The abortion clinics claimed the blockades amounted to sex discrimination and were therefore covered by the law. Roberts, arguing on behalf of the first Bush administration as a deputy solicitor general, said the law, a response to Ku Klux Klan activity aimed at blacks, was meant to cover racial discrimination, not sex discrimination. In any case, he said, an anti-abortion blockade does not target people based on their sex; it targets them based on their desire to obtain or facilitate abortions.

The Supreme Court decided it was not necessary to address the first argument, because it agreed with the second one. In 1993, a 6-to-3 majority ruled that the clinics were not entitled to the federal injunction they were seeking. By NARAL's logic, then, not only Roberts, but six members of the Supreme Court were guilty of "supporting violent fringe groups" and "excus[ing] violence."
A group that insists on the distinction between supporting the right to choose an abortion and supporting abortion itself should not have trouble grasping the distinction between supporting a legal interpretation that benefits anti-abortion protesters and supporting the protesters themselves.

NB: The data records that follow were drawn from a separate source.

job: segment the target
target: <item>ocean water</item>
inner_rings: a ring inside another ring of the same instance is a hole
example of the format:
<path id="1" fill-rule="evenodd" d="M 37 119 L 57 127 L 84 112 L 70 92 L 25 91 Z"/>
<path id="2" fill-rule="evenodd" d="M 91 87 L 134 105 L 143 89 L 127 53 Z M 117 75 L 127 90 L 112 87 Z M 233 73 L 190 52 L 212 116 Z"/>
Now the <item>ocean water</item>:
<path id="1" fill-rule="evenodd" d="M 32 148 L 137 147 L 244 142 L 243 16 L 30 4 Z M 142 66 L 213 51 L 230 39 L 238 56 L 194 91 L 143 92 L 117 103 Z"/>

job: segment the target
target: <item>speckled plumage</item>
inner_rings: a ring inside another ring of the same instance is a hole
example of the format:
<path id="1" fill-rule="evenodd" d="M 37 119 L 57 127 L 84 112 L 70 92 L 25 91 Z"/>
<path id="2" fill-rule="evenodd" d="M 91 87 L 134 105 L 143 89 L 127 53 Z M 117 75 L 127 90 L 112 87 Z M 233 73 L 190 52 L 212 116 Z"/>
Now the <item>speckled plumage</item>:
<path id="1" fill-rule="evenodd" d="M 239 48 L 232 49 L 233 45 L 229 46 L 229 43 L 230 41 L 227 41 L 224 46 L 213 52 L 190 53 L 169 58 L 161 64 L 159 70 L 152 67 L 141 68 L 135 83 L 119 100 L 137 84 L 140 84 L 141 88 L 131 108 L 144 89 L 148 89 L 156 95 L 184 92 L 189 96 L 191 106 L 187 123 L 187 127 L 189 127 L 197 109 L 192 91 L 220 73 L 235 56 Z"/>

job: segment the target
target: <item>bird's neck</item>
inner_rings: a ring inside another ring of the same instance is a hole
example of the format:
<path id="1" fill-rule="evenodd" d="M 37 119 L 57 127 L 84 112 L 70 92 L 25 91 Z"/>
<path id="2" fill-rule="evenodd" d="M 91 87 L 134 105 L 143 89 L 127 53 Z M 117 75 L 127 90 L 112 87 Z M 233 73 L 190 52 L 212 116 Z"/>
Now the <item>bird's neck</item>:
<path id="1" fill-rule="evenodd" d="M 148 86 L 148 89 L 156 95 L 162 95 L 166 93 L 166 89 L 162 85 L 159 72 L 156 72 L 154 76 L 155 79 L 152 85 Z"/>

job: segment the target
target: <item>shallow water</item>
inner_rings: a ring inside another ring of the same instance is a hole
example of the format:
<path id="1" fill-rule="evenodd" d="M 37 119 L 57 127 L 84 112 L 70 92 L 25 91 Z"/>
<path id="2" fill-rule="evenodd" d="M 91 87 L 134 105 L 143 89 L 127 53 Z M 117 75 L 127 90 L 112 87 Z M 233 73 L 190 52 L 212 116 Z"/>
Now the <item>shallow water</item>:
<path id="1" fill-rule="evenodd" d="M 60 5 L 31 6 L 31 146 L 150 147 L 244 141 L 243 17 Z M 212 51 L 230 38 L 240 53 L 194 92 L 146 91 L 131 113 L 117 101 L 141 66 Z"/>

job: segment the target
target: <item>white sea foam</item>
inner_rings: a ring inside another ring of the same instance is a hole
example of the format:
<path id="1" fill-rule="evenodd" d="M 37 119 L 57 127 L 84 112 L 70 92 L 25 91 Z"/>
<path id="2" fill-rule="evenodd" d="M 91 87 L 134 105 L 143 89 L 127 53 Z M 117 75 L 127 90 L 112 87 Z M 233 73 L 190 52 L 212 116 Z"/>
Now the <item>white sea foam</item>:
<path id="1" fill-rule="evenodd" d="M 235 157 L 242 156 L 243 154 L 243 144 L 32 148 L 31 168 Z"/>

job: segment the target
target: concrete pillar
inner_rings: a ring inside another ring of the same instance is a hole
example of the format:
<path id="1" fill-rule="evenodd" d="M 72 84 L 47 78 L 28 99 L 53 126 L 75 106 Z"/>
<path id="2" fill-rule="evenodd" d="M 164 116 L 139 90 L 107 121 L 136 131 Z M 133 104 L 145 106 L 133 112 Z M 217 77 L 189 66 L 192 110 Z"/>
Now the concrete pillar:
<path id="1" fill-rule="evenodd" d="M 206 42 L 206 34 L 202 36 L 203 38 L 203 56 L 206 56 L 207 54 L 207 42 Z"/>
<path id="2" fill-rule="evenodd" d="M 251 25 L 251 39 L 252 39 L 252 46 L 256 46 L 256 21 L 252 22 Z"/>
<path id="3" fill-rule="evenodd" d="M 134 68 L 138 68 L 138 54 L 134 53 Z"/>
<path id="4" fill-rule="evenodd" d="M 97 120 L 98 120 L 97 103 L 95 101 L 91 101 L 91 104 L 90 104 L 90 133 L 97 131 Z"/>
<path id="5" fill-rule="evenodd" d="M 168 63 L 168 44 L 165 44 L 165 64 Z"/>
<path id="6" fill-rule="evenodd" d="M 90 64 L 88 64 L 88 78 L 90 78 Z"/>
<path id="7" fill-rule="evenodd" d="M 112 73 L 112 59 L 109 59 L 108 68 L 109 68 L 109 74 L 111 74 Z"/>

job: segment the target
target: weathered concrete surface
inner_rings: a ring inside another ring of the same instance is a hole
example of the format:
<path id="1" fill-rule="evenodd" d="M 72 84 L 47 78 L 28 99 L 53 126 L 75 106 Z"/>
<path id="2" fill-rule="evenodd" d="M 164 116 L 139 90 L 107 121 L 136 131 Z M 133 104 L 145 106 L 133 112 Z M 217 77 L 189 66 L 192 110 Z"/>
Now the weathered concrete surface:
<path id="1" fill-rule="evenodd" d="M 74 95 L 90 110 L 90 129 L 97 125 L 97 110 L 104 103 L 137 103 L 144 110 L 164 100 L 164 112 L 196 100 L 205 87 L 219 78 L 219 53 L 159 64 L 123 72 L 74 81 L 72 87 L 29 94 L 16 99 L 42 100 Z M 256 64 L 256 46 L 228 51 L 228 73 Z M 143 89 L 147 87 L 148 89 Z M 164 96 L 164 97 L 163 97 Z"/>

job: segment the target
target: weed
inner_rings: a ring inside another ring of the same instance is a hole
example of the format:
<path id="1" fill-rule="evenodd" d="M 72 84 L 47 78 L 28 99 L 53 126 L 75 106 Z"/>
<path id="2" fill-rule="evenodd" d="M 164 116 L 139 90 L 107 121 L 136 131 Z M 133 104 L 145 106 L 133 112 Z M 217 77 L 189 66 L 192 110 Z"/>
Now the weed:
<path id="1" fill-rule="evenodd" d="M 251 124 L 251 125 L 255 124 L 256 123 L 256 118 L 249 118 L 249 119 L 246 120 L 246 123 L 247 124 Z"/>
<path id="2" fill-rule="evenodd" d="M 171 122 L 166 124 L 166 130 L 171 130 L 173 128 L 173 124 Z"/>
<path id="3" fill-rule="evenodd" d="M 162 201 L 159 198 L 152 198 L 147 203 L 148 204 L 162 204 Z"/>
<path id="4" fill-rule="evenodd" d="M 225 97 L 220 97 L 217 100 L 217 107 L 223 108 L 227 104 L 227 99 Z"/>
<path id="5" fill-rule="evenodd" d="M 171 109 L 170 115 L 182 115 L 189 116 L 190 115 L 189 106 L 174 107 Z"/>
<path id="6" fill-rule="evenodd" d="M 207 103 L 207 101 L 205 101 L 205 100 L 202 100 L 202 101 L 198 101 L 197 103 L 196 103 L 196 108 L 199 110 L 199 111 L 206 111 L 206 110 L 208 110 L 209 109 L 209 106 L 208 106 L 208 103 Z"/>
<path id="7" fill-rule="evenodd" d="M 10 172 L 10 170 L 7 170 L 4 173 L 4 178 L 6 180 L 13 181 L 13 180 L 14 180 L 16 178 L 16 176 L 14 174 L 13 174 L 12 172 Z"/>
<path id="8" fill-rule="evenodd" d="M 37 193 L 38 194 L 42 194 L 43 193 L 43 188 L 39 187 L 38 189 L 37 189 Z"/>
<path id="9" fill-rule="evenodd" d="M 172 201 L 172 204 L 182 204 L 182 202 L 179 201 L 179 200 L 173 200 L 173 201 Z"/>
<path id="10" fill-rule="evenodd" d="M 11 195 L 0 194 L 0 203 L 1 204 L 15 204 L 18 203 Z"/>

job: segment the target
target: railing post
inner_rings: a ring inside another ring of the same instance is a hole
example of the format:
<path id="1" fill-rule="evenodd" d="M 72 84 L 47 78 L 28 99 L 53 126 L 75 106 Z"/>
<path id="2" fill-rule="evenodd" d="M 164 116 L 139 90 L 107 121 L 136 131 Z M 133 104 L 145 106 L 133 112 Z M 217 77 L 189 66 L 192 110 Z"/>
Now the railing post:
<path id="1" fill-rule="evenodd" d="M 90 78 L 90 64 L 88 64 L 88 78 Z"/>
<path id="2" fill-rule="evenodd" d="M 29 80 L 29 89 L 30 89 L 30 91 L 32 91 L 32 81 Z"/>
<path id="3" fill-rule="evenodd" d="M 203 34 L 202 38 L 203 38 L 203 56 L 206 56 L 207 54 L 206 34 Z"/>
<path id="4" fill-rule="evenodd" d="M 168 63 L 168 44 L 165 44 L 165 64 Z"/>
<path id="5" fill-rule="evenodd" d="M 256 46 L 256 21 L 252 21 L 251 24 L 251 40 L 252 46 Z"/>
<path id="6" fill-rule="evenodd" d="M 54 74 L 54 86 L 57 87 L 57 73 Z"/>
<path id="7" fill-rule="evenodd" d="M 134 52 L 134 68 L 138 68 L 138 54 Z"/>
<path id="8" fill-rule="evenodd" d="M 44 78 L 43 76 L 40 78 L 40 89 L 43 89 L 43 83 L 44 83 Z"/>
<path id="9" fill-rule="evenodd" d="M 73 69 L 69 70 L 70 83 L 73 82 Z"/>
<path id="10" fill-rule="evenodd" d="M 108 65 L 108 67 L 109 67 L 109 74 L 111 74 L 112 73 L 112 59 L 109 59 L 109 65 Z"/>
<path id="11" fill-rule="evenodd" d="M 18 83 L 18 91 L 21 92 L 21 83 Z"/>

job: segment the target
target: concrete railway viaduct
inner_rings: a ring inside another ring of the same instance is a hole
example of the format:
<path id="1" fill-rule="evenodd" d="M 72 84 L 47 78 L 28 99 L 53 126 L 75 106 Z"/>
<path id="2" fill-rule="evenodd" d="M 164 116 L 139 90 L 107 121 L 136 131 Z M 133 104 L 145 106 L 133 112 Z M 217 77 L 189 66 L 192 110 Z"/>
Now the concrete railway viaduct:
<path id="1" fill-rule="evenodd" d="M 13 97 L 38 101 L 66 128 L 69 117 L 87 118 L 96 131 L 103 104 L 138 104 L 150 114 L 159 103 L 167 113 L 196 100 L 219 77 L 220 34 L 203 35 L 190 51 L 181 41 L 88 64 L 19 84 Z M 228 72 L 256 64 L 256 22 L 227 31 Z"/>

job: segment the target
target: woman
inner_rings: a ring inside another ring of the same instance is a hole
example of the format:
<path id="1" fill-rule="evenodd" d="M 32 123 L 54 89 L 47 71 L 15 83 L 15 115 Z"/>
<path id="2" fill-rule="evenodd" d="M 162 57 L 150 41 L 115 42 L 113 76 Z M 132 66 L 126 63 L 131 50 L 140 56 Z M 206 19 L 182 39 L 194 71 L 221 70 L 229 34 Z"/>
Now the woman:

Nor should it be blind to the difference between opposing an unauthorized federal injunction against disruptive anti-abortion protests and endorsing those protests, let alone excusing a clinic bombing that occurred five years after the case was decided.
"The ad uses the classic tactic of guilt by association," notes FactCheck.org, a nonpartisan project of the Annenberg Public Policy Center at the University of Pennsylvania. "It is false to suggest that Roberts supported the actions of 'violent' groups or clinic bombers because he argued that a law aimed at the Ku Klux Klan could not be used against those who blockade abortion clinics."
NARAL is sticking to its false equation. "It's tough and it's accurate," NARAL President Nancy Keenan told The New York Times in response to criticism of the ad. "It has done exactly what we expected it to do."
If Keenan means it has stirred up the NARAL faithful and generated contributions, maybe she's right. But if she means it has made Roberts' confirmation less likely, she is fooling herself. By mendaciously tarring Roberts as a fellow traveler of homicidal bombers, NARAL's absurd attack has diverted the debate about his nomination, making it less likely that we will learn anything interesting or useful about his views.